Lately the work of raising four children feels un.re.len.ting, my friends. I have been trying not to whine, trying to pair those socks for the glory of God instead of throwing up my hands in disgust and flopping on the couch to reread Northanger Abbey. And...some days are better than others. But on Sunday I picked up Real Learning, by Elizabeth Foss, and found some really helpful stuff.
On Monday I resolved to put some of it into action, including a walk along the nearby bike trail. We would appreciate nature. We would bring home snow-covered locust pods and clusters of fallen leaves, and sketch them at the dining room table with cups of hot cocoa at our elbows. We would have a total freakout meltdown involving three of the four children, two of them declaring they couldn't possibly move another picometer because they were dying, dying of exhaustion and cold. Okay, that last step wasn't part of my plan, but that's what happened. Coincidentally, or not, I was smack in the middle of the third joyful mystery when things fell apart.
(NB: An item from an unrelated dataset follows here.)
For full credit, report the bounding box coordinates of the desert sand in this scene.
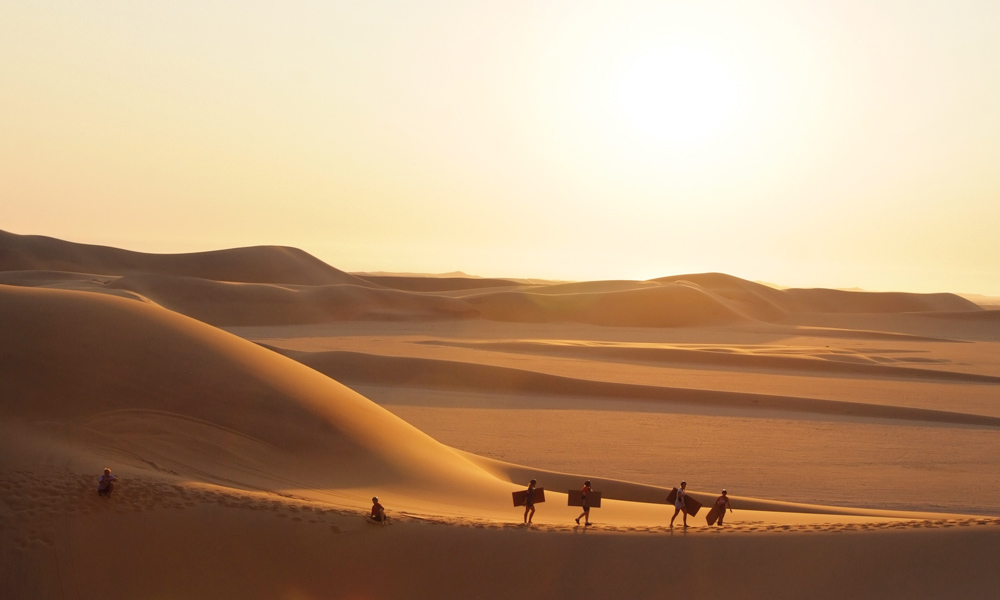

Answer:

At first I thought, "Excuse me, God? I was trying to pray. I thought you liked praying. How am I supposed to get three wailing children home from here?" And then I thought, "I hope I don't get stopped by the police again." (True story: last Saturday I was walking to meet some girlfriends for coffee with Pete in the stroller. I turned onto the bike trail and an unmarked police car pulled over and honked. A cop got out and said, "Ma'am, where are you going with that baby?" He was appalled that I had Pete (dressed in warm layers, not complaining in the least) out in the (not terribly) cold weather. "I'd strongly encourage you to reconsider your options," he said. Option A, I thought but did not say, is for you to stop yammering so that I can get us inside. I was filled with smug annoyance on Saturday, and it would have been humbling, to say the least, to run into the same guy two days later with my pink-cheeked anti-cherubs proclaiming their frostbitten misery to all and sundry.)
And then I thought, "This is so hard. You work and work and you do the best you can and it's still just HARD." But then-- a Lightbulb Moment. I had been thinking about the Nativity, about the Blessed Mother laboring to bring Jesus into the world. Whether or not the idea that Mary, as the New Eve, was spared pain in labor is correct (Arwen, am I right that there's room for multiple opinions on that one?), it seems certain to me that she worked hard to deliver her baby. My two home births involved very little pain, but let me tell you, they were hard slogging. I thought about Mary running a home in Nazareth, and I realized that she didn't have a laundry fairy either.
So this is my Advent resolution: as I remember how Mary labored to bring Christ into her family and into the world, I am going to offer up my own labors, in hopes that they too can bring Christ into my little corner of the world.
If you have not yet read A Mother's Rule of Life, do do do. (Da da da da. That's all I want to say to you.) (Hey, did you know Holly Pierlot has a blog, where she will answer your questions?) MROL talks about the problem of concupiscence, a problem I had not paid much attention to because I thought concupiscence was mostly about sex. I'm a happily married woman -- that's not much of an issue for me. But lying on the couch reading Northanger Abbey when the kids need dinner is also concupiscence. As is staying in bed for an extra half-hour because it's cold and the robe on the back of the bedroom door feels too far away. Concupiscence is a desire of the lower appetite contrary to reason.
My plan: to labor gladly for my family, to subdue my lower appetite to my reason by the grace of God. And I have a rallying cry. Sing with me the opening to Deep Purple's "Smoke on the Water": dum dum dum / dum dum da-dum / [and here substitute the new lyrics:] "Fight against conCUpiscence."
If you'll excuse me, my air guitar needs tuning.